Losing out to Kroenke on the Rams “wasn’t the result I was looking for,” Khan said. “But things turned out great for me, quite frankly. To end up in Jacksonville, own 100 percent of the team. ...”
Khan has since gotten to know Kroenke better and says he respects him. But is Kroenke the right guy to bring NFL football back to Los Angeles — a market that demands not only success but glitz from its sports franchises?
“I think he’s a very competent businessman,” Khan said. “I think he’ll be very successful. But I think he’s the kind of guy who would be successful wherever he chose to be.”
As for St. Louis’ attempt to keep the Rams with a $1.1 billion riverfront stadium plan, Khan lauded the efforts of the local task force.
“I was really impressed with the kind of job Dave Peacock did,” Khan said. “I think he really represented St. Louis and maybe Missouri at its finest. So if you’re a football fan in St. Louis, hats off to Dave Peacock.
“As just an observer, what St. Louis and Missouri did was far, far better than not doing anything. And who are we to judge, but I think you look at the result, it fell a little bit short. That’s far better to have tried and maybe not succeeded than not tried at all.”
Even so, Khan expressed some of the same concerns over the St. Louis market as Kroenke did in the Rams’ relocation application. Minus the vitriol.
“It’s a different era there, and different age,” Khan said. “If you look at the big picture, the world’s changing. Obviously St. Louis has changed.
“I mean I lived not too far from St. Louis for many, many years. Just think about what St. Louis used to be. One of the big hubs of TWA and American (airlines). You know, Ralston Purina. Monsanto.

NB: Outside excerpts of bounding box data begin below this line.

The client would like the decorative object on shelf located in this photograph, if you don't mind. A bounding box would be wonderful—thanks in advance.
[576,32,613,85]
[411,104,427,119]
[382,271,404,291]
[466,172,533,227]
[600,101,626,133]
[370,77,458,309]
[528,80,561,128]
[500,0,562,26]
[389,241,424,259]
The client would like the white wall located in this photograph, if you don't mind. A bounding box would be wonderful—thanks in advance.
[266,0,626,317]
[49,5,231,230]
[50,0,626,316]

Anheuser-Busch.”
Khan’s Flex-N-Gate automotive parts plant in Champaign-Urbana, Ill., has helped make him one of country’s richest men, with a net worth of $5.3 billion, according to Forbes.
His business made him very familiar with St. Louis over the years.

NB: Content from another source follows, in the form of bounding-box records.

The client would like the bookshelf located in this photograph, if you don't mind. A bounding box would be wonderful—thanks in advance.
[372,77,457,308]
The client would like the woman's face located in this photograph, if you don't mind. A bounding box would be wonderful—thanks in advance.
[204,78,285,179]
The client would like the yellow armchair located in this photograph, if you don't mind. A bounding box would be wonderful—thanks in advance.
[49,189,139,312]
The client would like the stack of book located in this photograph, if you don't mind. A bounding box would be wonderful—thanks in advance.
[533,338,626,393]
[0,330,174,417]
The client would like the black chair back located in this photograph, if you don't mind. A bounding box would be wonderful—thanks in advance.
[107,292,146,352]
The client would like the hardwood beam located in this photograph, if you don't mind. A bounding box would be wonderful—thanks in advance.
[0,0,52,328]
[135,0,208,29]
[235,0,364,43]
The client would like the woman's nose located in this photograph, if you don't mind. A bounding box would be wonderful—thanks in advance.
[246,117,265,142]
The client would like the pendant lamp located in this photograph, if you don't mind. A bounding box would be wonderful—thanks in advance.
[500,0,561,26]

“I remember we had the Ford Explorer plant (in St. Louis) — gone,” Khan said. “The Chrysler minivan plant — gone. We still have the GM plant. ... It used to be a huge automotive center. It changed.

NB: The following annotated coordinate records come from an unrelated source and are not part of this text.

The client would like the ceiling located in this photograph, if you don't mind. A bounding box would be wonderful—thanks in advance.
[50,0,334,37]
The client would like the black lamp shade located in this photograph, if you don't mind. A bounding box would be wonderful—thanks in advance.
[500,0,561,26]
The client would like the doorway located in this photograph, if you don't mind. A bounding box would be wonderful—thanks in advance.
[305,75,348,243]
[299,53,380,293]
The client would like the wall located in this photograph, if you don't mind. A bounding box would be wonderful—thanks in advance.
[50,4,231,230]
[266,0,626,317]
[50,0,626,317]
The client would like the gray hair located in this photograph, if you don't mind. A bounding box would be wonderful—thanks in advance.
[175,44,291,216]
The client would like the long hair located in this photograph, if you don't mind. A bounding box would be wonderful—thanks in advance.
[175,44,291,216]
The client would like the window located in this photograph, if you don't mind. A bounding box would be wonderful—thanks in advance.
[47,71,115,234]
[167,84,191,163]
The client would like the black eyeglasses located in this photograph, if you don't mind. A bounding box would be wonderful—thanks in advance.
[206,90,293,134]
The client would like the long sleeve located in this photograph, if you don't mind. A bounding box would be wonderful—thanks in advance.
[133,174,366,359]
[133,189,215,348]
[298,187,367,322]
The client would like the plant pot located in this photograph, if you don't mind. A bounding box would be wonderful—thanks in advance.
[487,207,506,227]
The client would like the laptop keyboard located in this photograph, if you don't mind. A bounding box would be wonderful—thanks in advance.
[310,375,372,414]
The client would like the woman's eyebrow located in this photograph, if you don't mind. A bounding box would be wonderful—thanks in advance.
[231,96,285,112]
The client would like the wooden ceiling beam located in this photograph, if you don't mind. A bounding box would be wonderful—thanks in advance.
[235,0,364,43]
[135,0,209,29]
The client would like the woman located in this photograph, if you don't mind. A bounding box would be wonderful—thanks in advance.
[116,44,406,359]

“And the corporates. All the corporate headquarters are gone. I mean, NFL football, the corporate sponsorships — that premium revenue — is huge.”
Once the St. Louis task force was formed, it became apparent early on that the Rams would attack the level of corporate support and the potential for future corporate growth in St. Louis in building a case to relocate.
Judging by the result of Tuesday’s final vote, 30-2 in favor of Rams relocation, that argument must have resonated with league owners.
So what should St. Louis do about its NFL future? The first question that needs to be asked, Khan said, is does the NFL make sense for the region?
“I think that’s what you have to ask yourself,” he said. “Because if it is a smaller market, it has to be a private-public partnership. And it has to make sense for everybody.”
With a laugh, he added: “It takes two to tango. And you have to have the will and the desire to try and make it work.”
Obviously, Kroenke didn’t want to tango. And it looks like Khan and the Jaguars won’t be a dance partner for St. Louis, either. Certainly not in the near future, anyway.
If Khan indeed develops wandering eyes, many observers feel his first choice would be London. If and when London no longer becomes an option, then Khan might turn his attention to St. Louis. At least that’s how the thinking goes.
And even then, the St. Louis Jaguars may be wishful thinking. Khan appears to be establishing roots in Jacksonville, investing money both in the community and in his product. For example, as ESPN in Jacksonville pointed out, Khan is in the process of spending $76 million of his own money on improvements at city-owned EverBank Field.
That doesn’t sound like something an owner would do if planning an imminent relocation.